While trying to keep the business community happy during the chronic recession of the past decade, the Echeverria government also faced mounting political unrest, particularly from a militant rank and file movement demanding higher wages and the democratization of the government-controlled trade unions. In an effort to quell discontent, Echeverria made periodic gestures to the unions and the left, using part of the international loans for social projects like low cost housing, as well as offering wage hikes, a liberalization of the press, a progressive foreign policy, and a greater willingness to "dialogue" with the left.

It was precisely these minimal moves towards a "democratic opening" as it was called in Mexico, that caused such consternation among U.S. intelligence forces in Mexico and convinced Hoover that the government was dominated by "old communists and Communist Party sympathizers."

U.S. policy-makers and international bankers grew increasingly anxious when, by 1974, Echeverria's policies had still done little to boost the economy and even less to quiet the mounting political unrest. Washington's patience wore thinner when Mexico discovered huge new oil reserves in 1974, yet refused to begin immediate exports to the energy-hungry U.S.

Both the World Bank and the International Monetary Fund (IMF) pressured the Mexican government to mend its ways by devaluing the peso, developing an oil export program and cutting back on social spending while freezing wages. Such policies, it was argued, would reduce Mexico's debt and trade deficit, as well as assure the U.S. a cheap supply of oil.

The Echeverria government initially held firm against these policy suggestions. He feared the unpopularity of such policies would exacerbate his already shaky political position by further angering and alienating popular rank and file forces of workers and peasants.

However, by the end of his regime in late 1976, Echeverria finally buckled under the pressure. He stepped up repression against the rank and file trade union movement and devalued the peso, laying the groundwork for the IMF-designed austerity program and oil export policies since established by his successor, Jose Lopez Portillo.

Did the Mexican Government succumb to pressures of a U.S.- sponsored destabilization campaign? Many observers in Mexico believe this to the case. As evidence they point to a period of intense political instability from late 1973 through 1976, marked by terrorist provocations, unsolved kidnappings, a right-wing farmers' work stoppage, and an endless stream of press rumors about impending coups, food shortages and sterilization campaigns in the schools.

In late 1974, the University of Michigan ran a survey through the Iberoamerican University in Mexico City to test the reaction of the Mexican people to a possible coup d'etat, according to Mexican press reports. And in 1976, during the final year of the Echeverria regime, 40 right-wing U.S. Congressmen denounced Mexico's "move towards communism" in a well-publicized letter to then President Ford. Finally, also in 1976, more than $800 million was withdrawn from Mexico, seriously exacerbating an already difficult financial crisis and punctuating the international business sector's lack of confidence in the government.

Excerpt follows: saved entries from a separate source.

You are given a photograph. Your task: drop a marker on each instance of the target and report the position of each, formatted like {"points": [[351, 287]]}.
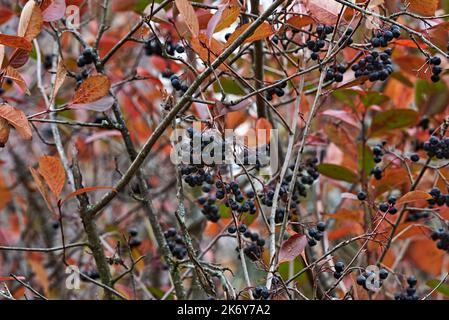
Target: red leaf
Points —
{"points": [[5, 14]]}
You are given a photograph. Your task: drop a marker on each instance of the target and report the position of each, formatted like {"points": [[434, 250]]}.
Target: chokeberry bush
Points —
{"points": [[224, 149]]}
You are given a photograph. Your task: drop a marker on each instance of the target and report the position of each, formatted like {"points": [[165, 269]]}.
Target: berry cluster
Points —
{"points": [[81, 77], [376, 66], [339, 267], [277, 90], [442, 236], [346, 39], [177, 84], [367, 278], [377, 173], [87, 57], [316, 45], [410, 293], [389, 206], [316, 234], [153, 47], [134, 241], [261, 292], [381, 38], [175, 243], [414, 157], [436, 147], [438, 198], [48, 61], [435, 62], [335, 73]]}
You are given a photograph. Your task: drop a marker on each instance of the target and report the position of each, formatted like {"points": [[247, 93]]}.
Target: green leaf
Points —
{"points": [[443, 288], [393, 119], [298, 265], [431, 98], [365, 159], [337, 172]]}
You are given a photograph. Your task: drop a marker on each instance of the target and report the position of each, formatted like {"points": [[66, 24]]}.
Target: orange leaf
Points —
{"points": [[425, 254], [292, 248], [263, 31], [5, 193], [263, 127], [83, 190], [423, 7], [14, 75], [92, 89], [4, 132], [413, 196], [52, 170], [18, 58], [207, 53], [15, 42], [61, 74], [223, 18], [41, 187], [5, 14], [188, 13], [17, 119], [31, 21]]}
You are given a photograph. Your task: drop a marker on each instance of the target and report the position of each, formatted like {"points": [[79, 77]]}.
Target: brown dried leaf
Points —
{"points": [[14, 75], [263, 31], [292, 248], [188, 13], [15, 42], [42, 189], [17, 119]]}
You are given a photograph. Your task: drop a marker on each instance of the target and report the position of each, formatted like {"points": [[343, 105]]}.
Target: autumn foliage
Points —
{"points": [[348, 100]]}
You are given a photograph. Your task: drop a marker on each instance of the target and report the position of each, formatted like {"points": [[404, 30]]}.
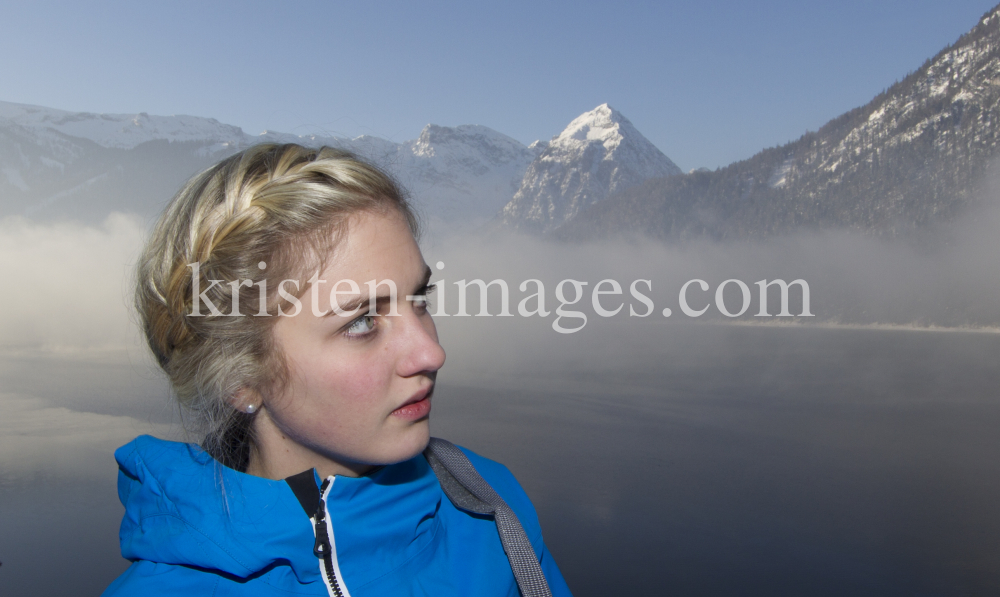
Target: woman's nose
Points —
{"points": [[422, 351]]}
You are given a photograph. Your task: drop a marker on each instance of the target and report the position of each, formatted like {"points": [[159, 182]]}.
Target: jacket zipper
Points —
{"points": [[323, 547]]}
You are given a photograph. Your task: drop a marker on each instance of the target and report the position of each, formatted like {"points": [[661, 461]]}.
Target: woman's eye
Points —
{"points": [[421, 300], [361, 326]]}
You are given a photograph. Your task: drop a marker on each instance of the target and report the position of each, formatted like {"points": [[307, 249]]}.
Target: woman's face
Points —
{"points": [[359, 386]]}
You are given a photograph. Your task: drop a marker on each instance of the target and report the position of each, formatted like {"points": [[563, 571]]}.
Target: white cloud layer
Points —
{"points": [[66, 283]]}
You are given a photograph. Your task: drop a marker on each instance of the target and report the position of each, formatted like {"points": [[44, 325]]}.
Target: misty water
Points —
{"points": [[681, 459]]}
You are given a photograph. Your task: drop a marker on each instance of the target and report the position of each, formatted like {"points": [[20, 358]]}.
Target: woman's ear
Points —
{"points": [[246, 400]]}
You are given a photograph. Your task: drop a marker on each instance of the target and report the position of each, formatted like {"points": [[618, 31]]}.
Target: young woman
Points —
{"points": [[285, 296]]}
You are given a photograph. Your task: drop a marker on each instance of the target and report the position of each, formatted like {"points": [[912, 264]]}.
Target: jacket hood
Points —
{"points": [[183, 507]]}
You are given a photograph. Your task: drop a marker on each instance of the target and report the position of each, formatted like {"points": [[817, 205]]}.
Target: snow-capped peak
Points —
{"points": [[603, 124]]}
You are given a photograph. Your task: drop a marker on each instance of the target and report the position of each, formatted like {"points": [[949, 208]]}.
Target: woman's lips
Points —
{"points": [[417, 407]]}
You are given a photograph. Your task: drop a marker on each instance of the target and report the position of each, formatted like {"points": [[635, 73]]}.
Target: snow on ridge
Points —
{"points": [[122, 131]]}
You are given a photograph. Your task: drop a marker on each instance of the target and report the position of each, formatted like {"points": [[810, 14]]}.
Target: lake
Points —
{"points": [[681, 459]]}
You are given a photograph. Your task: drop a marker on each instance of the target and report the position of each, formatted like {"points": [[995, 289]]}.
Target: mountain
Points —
{"points": [[465, 173], [913, 157], [598, 154], [58, 164]]}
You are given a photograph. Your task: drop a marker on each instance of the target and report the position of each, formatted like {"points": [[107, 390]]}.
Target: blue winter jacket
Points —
{"points": [[195, 527]]}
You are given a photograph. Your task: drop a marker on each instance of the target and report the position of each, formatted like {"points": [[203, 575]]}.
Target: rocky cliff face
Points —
{"points": [[598, 154], [914, 156]]}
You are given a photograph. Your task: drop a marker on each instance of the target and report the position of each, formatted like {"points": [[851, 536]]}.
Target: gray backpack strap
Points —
{"points": [[469, 491]]}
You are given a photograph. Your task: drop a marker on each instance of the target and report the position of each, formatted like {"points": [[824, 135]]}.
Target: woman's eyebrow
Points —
{"points": [[355, 303]]}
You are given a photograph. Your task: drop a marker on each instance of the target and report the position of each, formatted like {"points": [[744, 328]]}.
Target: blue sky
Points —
{"points": [[707, 82]]}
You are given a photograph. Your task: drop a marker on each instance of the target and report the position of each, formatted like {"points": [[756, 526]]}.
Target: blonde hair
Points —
{"points": [[284, 206]]}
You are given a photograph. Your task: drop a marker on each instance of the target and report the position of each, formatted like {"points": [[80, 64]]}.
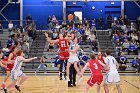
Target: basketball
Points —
{"points": [[70, 17]]}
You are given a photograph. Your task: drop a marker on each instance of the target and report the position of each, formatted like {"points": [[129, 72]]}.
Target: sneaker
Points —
{"points": [[79, 78], [70, 85], [67, 78], [61, 78], [74, 85], [3, 85], [5, 90], [18, 88]]}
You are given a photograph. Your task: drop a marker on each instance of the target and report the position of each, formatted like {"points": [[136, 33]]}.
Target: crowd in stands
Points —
{"points": [[126, 38], [84, 30], [19, 36]]}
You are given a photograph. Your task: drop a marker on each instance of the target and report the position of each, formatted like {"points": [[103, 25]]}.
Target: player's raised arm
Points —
{"points": [[101, 63], [83, 70], [22, 59], [49, 39]]}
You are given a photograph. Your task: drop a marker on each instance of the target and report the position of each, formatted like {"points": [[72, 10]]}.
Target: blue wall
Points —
{"points": [[41, 9], [132, 10], [11, 12]]}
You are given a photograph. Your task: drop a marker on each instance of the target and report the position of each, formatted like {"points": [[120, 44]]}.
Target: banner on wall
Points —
{"points": [[78, 14]]}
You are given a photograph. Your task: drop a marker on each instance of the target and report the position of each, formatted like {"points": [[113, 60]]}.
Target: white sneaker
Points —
{"points": [[67, 78], [79, 79]]}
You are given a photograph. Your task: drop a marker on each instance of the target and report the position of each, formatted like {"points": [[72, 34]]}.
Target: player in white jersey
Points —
{"points": [[16, 71], [112, 74], [73, 57]]}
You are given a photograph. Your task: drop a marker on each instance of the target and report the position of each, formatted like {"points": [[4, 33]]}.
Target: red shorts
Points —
{"points": [[64, 55], [95, 79], [9, 67]]}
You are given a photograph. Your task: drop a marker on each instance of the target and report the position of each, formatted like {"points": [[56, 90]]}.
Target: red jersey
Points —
{"points": [[13, 58], [95, 67], [101, 59], [63, 44]]}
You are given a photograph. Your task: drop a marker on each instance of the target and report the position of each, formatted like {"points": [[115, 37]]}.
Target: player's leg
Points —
{"points": [[119, 88], [86, 88], [98, 88], [76, 68], [45, 68], [61, 67], [117, 81], [106, 88], [5, 79], [37, 70], [23, 78], [108, 80], [67, 70]]}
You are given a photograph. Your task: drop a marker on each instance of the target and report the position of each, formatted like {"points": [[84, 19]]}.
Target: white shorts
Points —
{"points": [[112, 77], [15, 74], [73, 59]]}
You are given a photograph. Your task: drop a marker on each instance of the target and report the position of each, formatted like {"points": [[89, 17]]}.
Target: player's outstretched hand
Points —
{"points": [[46, 34], [35, 58]]}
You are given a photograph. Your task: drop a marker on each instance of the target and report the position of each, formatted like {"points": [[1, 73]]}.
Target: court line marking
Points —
{"points": [[132, 84]]}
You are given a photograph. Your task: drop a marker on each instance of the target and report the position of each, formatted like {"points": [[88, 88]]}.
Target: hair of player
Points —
{"points": [[19, 52], [13, 48], [108, 52], [92, 56]]}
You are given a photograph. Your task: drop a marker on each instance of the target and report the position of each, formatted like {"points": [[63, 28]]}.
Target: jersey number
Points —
{"points": [[95, 65], [63, 45]]}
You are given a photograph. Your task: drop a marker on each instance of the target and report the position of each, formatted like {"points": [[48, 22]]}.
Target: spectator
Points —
{"points": [[26, 37], [25, 48], [125, 45], [139, 63], [135, 62], [82, 63], [5, 50], [132, 48], [125, 19], [109, 19], [1, 28], [10, 26], [49, 19], [122, 62], [10, 42]]}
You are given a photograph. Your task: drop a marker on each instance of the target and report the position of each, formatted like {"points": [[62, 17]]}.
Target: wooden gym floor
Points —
{"points": [[130, 83]]}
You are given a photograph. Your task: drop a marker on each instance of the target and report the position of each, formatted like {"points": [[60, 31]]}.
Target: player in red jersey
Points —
{"points": [[10, 64], [102, 59], [96, 73], [63, 48]]}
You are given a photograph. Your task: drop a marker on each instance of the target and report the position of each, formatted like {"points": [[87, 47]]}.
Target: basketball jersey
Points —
{"points": [[95, 67], [17, 64], [101, 59], [13, 58], [72, 45], [63, 44], [111, 61]]}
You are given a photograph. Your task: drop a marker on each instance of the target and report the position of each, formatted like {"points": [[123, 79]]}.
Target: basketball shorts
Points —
{"points": [[73, 59], [95, 79], [64, 55], [15, 74], [112, 77]]}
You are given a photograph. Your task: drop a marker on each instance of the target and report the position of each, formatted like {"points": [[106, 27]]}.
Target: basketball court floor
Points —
{"points": [[130, 83]]}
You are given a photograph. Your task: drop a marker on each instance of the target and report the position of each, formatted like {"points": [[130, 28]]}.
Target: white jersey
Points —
{"points": [[111, 61], [17, 64]]}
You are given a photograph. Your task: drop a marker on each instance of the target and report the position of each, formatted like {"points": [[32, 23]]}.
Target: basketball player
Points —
{"points": [[63, 48], [112, 75], [10, 64], [96, 73], [16, 71], [73, 58], [42, 65]]}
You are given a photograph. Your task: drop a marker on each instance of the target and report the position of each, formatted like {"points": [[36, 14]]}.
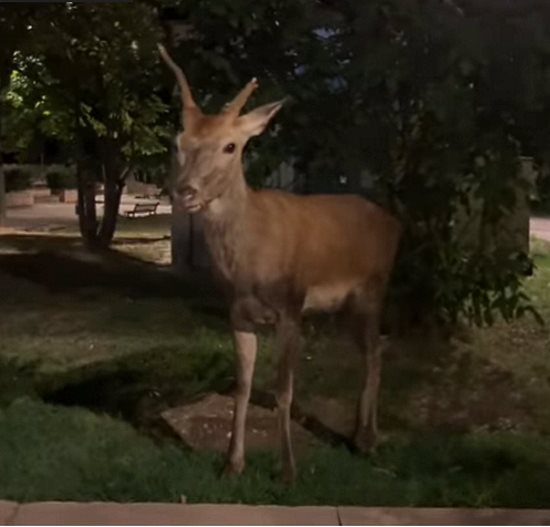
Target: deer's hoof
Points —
{"points": [[289, 475], [365, 440]]}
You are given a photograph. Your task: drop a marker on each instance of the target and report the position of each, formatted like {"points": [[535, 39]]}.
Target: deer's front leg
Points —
{"points": [[245, 347], [288, 336]]}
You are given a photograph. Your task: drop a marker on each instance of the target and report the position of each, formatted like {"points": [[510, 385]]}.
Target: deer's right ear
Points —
{"points": [[254, 122]]}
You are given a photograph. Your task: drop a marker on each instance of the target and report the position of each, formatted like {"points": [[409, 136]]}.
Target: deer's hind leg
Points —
{"points": [[367, 313]]}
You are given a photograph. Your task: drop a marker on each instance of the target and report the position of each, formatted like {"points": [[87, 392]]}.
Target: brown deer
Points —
{"points": [[279, 255]]}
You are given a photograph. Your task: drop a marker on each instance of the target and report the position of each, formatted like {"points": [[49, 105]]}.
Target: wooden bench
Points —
{"points": [[142, 209]]}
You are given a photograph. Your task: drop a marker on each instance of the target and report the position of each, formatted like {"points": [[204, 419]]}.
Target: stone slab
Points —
{"points": [[440, 516], [7, 511], [97, 513]]}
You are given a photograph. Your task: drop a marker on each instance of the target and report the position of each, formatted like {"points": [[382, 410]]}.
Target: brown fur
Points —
{"points": [[280, 255]]}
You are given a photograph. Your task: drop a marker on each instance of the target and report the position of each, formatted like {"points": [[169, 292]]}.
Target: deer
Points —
{"points": [[280, 256]]}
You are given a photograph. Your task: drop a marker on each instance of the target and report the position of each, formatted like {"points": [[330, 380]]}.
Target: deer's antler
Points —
{"points": [[186, 96], [236, 105]]}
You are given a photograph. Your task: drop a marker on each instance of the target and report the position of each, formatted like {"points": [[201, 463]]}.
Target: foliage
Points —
{"points": [[434, 103], [17, 179]]}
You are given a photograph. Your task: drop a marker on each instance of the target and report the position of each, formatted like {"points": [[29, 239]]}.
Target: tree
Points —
{"points": [[96, 71], [403, 89], [13, 24]]}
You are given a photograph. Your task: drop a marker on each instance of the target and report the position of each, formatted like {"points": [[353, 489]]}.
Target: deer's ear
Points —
{"points": [[254, 122]]}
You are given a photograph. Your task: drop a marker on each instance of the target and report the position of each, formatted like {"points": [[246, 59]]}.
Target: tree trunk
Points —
{"points": [[87, 218], [2, 194], [4, 78], [112, 193]]}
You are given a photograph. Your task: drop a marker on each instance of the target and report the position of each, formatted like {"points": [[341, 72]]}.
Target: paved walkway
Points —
{"points": [[99, 513]]}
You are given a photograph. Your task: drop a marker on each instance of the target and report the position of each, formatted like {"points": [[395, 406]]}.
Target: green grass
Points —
{"points": [[465, 422], [53, 453]]}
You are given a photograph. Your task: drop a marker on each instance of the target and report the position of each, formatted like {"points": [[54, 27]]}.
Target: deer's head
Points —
{"points": [[210, 146]]}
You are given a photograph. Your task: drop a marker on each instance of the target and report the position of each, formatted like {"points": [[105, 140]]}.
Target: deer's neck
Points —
{"points": [[224, 226]]}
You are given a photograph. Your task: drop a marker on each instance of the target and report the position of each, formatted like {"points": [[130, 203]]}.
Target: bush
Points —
{"points": [[61, 179], [17, 179]]}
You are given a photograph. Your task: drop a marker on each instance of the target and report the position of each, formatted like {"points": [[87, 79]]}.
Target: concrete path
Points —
{"points": [[100, 513], [42, 215], [540, 228]]}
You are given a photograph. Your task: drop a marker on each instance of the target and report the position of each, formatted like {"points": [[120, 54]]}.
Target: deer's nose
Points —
{"points": [[186, 192]]}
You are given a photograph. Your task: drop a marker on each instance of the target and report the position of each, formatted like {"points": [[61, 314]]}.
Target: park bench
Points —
{"points": [[145, 209]]}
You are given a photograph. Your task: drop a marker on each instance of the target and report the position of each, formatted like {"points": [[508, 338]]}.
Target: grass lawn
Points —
{"points": [[53, 453], [466, 423]]}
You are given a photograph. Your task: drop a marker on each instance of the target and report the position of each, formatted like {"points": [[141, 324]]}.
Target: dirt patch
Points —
{"points": [[206, 425]]}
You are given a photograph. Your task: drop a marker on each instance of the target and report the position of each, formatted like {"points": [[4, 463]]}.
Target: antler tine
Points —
{"points": [[236, 105], [186, 96]]}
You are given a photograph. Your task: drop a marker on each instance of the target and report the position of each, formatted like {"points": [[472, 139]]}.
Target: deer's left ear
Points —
{"points": [[254, 122]]}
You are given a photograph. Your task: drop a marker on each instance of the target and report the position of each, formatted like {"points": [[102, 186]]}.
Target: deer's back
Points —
{"points": [[325, 244]]}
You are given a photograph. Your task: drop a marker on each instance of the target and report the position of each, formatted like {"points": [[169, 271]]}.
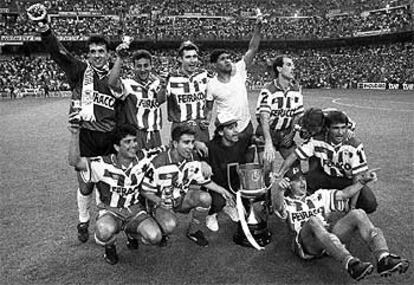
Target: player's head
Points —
{"points": [[142, 63], [312, 123], [227, 130], [188, 56], [125, 141], [221, 60], [337, 126], [98, 51], [298, 185], [283, 67], [183, 140]]}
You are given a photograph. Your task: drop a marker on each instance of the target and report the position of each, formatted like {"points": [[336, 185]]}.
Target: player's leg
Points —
{"points": [[314, 238], [199, 202], [84, 200], [366, 199], [217, 204], [107, 226], [144, 226], [358, 220]]}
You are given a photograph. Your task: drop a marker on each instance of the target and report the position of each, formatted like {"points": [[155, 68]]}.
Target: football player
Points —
{"points": [[306, 216], [173, 183]]}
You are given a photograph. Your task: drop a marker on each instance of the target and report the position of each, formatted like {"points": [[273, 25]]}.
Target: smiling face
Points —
{"points": [[127, 147], [189, 60], [185, 145], [142, 68], [336, 132], [224, 63], [98, 55], [287, 69]]}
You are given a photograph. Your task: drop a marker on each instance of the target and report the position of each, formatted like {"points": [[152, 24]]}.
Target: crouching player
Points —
{"points": [[313, 236], [118, 180], [174, 182]]}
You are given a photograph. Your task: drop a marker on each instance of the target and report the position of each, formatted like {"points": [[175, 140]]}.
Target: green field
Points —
{"points": [[39, 217]]}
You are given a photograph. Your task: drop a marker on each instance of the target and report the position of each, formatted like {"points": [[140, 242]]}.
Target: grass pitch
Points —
{"points": [[39, 217]]}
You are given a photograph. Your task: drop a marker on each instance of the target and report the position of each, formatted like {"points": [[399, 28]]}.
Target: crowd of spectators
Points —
{"points": [[159, 20], [341, 67]]}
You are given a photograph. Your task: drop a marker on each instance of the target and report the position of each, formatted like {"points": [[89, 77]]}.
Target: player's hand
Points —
{"points": [[269, 154], [204, 124], [284, 184], [369, 176], [74, 122], [206, 169], [201, 148]]}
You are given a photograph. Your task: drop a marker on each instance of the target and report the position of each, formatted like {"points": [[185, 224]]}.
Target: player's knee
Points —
{"points": [[105, 230], [151, 232], [205, 200]]}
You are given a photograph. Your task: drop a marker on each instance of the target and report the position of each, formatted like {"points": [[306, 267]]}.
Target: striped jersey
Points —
{"points": [[297, 212], [141, 107], [282, 106], [346, 159], [167, 174], [186, 96], [118, 186]]}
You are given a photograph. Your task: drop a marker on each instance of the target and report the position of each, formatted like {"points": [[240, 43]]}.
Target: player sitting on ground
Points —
{"points": [[313, 236], [174, 180], [118, 180], [341, 162]]}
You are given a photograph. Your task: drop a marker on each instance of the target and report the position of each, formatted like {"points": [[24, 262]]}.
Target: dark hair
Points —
{"points": [[141, 53], [122, 131], [215, 54], [98, 40], [277, 62], [336, 117], [180, 130], [187, 45]]}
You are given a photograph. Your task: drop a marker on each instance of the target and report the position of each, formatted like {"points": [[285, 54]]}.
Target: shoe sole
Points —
{"points": [[401, 267], [365, 273], [195, 241]]}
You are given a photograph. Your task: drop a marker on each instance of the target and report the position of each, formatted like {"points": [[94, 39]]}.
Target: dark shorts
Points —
{"points": [[317, 179], [280, 139], [148, 140], [94, 143], [202, 133]]}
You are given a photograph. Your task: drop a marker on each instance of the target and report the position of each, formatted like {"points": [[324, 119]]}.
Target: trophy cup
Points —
{"points": [[252, 229]]}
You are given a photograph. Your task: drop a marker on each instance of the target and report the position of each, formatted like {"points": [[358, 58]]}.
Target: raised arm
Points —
{"points": [[254, 42]]}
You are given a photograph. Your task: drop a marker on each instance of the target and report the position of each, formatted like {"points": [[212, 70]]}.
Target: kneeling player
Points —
{"points": [[313, 236], [118, 180], [174, 182]]}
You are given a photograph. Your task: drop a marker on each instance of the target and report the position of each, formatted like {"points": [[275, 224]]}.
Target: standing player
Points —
{"points": [[118, 177], [306, 216], [228, 87], [342, 160], [279, 107], [174, 181], [143, 96], [186, 95], [90, 93]]}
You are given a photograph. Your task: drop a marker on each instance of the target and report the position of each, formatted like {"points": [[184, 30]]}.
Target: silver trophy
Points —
{"points": [[251, 196]]}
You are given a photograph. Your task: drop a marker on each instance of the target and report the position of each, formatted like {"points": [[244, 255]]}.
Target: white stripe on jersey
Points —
{"points": [[282, 106], [189, 96]]}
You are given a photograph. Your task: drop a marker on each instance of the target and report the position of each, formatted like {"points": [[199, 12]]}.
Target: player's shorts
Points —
{"points": [[94, 143], [136, 213], [148, 140], [201, 133], [280, 139], [298, 249]]}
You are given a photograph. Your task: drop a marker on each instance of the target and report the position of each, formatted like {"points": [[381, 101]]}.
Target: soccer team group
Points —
{"points": [[116, 148]]}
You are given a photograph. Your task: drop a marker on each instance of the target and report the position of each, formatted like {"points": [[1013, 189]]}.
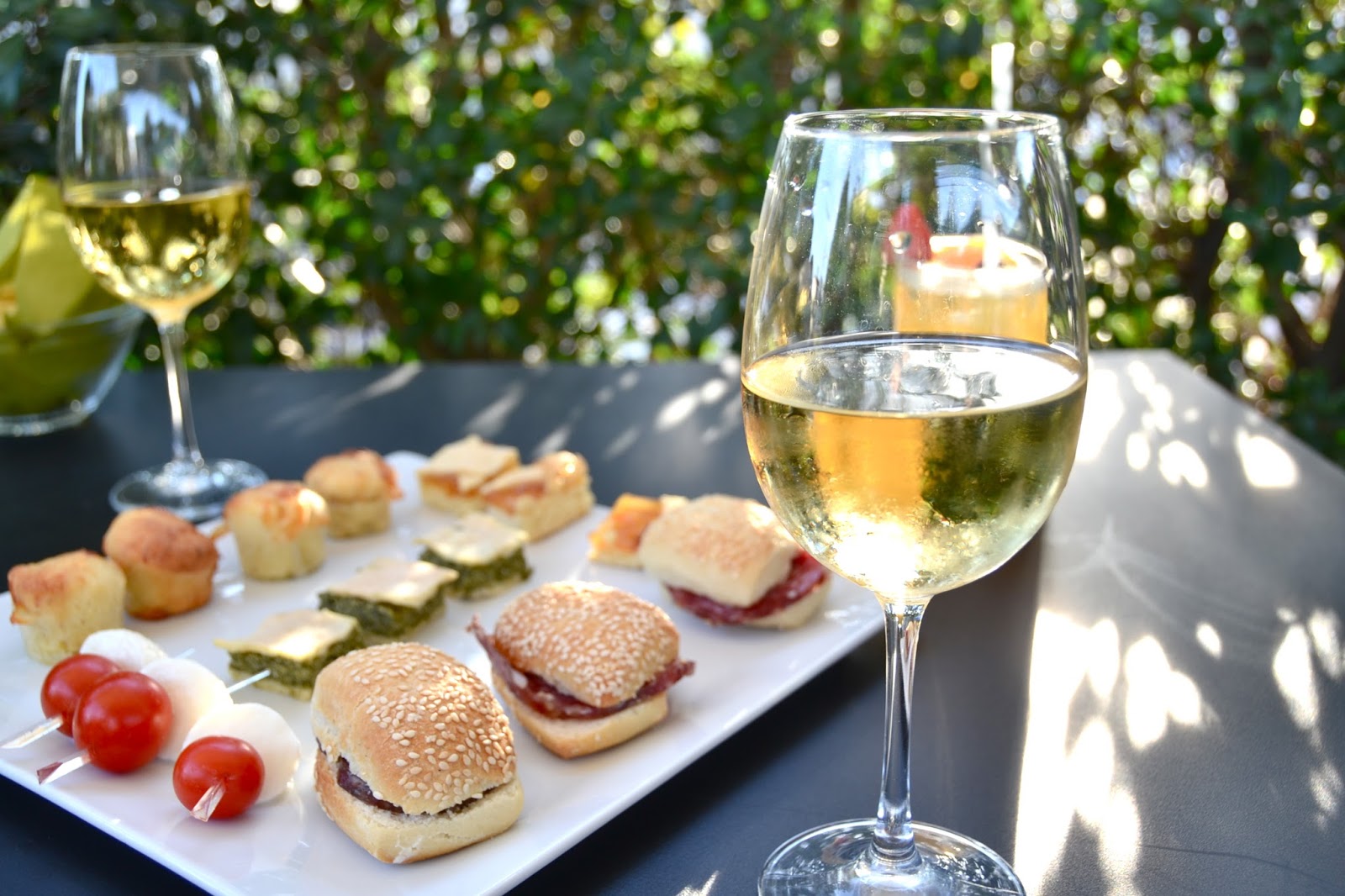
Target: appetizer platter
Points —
{"points": [[289, 845]]}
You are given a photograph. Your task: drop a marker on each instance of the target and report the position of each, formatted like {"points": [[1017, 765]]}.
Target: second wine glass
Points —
{"points": [[154, 181]]}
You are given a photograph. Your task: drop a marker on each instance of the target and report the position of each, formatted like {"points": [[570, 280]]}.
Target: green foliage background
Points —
{"points": [[580, 181]]}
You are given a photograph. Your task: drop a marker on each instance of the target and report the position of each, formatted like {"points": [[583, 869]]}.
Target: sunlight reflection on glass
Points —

Do these incidents add up to an organized campaign to destabilize the Mexican government? That is still not clear. There are, however, two undeniable facts: (1) As the recent disclosures about FBI activity in Mexico confirm, the United States is certainly capable and willing to engage in such activities; and (2) the combination of these events - whether planned or coincidental - left Mexico near hysteria by the end of 1976 and paved the way for the subsequent, systematic implementation of all the policies previously demanded by the U.S. and international business interests.